Washington D.C., Oct 30, 2018 / 03:30 pm (CNA).- Sr. Theresa Aletheia Noble, FSP, has had an interesting Twitter project for the last year and a half: she has kept a small (ceramic) skull on her desk, and has been tweeting daily meditations on death with the hashtag #MementoMori.
The project has now grown to include two forthcoming books: a journal titled “Remember Your Death: Memento Mori Journal,” as well as a Lenten devotional titled “Remember Your Death: Memento Mori Lenten Devotional.”
What makes a relatively young religious sister, certainly not one expecting to die soon, so eager to focus on death?
Noble told CNA that she was first inspired by the example of the founder of her order, even before she entered the religious life.
Bl. James Alberione kept a skull on his desk to remind him of his eventual death.
“Before I entered the Daughters of Saint Paul I read this and I thought, ‘That is so metal. Definitely going to do that at some point,” she said.
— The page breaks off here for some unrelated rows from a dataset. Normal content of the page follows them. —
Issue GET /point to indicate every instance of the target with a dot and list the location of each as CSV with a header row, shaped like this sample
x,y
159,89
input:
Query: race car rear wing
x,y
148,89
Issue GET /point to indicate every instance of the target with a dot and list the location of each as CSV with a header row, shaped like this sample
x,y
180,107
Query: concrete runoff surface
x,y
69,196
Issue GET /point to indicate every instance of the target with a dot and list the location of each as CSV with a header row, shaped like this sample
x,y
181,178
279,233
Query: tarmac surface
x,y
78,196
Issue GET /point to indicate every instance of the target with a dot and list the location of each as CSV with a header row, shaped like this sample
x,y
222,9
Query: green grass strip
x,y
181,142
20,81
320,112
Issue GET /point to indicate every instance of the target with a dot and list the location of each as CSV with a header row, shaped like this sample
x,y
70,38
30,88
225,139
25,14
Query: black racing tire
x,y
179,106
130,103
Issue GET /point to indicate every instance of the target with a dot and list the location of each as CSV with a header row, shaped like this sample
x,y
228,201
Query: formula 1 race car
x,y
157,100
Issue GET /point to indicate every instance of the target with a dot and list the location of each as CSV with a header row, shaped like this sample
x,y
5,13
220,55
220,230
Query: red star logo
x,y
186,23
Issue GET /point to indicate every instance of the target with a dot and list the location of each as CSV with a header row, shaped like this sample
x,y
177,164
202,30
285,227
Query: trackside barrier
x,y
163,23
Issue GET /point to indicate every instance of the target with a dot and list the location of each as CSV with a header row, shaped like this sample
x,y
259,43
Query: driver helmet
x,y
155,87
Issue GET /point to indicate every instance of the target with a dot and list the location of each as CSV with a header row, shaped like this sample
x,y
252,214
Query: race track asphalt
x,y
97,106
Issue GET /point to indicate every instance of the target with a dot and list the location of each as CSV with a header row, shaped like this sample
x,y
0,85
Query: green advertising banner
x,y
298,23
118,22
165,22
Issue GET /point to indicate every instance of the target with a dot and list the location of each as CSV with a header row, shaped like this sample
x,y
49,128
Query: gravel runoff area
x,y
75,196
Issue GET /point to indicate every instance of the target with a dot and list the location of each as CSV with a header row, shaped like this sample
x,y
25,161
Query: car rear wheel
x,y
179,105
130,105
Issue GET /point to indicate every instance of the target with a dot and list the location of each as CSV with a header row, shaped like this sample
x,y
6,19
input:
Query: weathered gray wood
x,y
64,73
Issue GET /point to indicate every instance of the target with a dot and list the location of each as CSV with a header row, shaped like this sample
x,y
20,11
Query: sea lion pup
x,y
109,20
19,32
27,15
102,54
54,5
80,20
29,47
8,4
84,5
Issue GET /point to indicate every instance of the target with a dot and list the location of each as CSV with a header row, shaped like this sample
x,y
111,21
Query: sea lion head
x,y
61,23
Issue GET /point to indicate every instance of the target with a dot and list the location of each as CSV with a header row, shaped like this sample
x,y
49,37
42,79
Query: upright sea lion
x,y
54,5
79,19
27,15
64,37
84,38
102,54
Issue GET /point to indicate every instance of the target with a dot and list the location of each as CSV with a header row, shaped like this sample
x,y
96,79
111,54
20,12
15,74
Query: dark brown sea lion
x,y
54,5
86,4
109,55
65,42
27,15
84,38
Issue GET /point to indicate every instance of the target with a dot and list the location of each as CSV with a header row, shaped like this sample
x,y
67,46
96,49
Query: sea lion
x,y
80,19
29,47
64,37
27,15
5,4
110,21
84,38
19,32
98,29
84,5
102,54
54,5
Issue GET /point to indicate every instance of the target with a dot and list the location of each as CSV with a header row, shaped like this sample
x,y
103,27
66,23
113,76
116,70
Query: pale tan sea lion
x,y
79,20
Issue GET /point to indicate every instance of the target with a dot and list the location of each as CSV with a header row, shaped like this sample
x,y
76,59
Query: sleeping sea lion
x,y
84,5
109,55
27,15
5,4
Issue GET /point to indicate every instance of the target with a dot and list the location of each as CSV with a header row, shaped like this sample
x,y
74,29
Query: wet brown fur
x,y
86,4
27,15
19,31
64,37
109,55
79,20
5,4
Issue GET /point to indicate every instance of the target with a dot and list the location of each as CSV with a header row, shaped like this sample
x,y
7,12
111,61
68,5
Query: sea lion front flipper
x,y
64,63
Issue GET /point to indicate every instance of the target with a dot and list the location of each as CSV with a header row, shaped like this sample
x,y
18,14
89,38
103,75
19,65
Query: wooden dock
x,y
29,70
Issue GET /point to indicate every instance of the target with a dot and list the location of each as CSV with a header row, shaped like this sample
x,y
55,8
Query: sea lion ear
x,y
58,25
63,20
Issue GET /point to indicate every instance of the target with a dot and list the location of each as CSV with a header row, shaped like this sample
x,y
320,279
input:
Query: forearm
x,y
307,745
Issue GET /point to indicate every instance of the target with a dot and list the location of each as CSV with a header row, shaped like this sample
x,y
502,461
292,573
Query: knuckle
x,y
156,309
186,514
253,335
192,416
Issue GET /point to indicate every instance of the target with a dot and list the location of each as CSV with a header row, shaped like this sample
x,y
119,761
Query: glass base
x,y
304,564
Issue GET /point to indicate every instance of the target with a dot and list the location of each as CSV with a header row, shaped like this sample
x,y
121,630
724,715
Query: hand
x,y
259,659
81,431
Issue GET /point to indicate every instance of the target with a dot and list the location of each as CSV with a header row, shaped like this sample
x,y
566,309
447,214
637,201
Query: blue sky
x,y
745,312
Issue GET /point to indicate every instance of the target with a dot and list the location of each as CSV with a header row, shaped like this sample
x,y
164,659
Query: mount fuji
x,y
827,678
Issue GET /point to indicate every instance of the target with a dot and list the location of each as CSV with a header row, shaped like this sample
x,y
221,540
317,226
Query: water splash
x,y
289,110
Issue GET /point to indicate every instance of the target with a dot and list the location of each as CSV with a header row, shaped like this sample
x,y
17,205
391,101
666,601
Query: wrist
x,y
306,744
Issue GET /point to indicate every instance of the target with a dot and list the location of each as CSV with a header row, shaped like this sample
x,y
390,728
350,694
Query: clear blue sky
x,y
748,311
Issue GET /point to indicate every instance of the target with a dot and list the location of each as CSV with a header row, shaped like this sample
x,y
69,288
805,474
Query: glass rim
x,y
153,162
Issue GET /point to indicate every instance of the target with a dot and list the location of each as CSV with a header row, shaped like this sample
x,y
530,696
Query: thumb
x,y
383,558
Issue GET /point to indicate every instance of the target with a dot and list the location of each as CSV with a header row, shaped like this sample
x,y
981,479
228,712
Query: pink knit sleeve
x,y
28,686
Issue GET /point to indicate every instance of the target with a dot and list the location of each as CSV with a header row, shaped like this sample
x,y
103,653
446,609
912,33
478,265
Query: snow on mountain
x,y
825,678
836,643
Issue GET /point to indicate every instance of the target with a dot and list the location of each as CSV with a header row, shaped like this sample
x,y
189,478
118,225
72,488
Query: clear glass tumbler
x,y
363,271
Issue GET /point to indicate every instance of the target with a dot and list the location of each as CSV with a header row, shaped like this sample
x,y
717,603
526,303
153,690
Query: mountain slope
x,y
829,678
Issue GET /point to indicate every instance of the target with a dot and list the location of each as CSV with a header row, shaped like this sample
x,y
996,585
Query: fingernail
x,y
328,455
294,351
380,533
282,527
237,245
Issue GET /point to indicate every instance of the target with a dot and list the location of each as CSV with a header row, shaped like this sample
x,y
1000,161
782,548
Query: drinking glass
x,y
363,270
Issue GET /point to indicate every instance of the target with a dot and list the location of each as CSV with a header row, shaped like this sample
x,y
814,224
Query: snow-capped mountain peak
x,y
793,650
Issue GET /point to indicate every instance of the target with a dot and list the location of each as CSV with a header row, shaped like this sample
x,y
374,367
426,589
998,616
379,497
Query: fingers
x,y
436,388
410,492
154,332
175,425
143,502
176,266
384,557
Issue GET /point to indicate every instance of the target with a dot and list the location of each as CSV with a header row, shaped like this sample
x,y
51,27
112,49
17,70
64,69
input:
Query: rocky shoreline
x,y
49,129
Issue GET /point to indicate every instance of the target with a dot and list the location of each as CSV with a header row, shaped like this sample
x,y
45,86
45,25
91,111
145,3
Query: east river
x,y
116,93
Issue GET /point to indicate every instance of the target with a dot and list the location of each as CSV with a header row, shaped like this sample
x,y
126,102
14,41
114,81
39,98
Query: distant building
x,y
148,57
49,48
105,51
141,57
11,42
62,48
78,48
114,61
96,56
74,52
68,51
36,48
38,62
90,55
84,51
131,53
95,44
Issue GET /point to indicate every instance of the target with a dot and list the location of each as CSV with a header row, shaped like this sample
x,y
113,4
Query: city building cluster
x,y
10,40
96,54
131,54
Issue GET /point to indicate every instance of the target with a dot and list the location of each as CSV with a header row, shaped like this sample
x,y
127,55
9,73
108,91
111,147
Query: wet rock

While she later forgot about the intention, it came back to her during a spiritual retreat last year. One of the priests at the retreat had a small skull with him. Noble took this as a sign to take up the meditation and borrowed a ceramic skull from one of her sister’s Halloween decorations. She created the hashtag campaign shortly thereafter.
The practice of meditating upon one’s death has been common in the Church for centuries, and daily prayers for the dead are part of the routine for many religious orders. In Catholic art, many saints are depicted holding a skull as a reminder of their death and the importance of preparing for a final encounter with God.
While death can certainly be an uncomfortable topic to think about, it is far from a morbid subject in the mind of the Church. Noble said that she believes that as Christians, “we are not just meditating on the reality of death but on Christ’s victory over death.”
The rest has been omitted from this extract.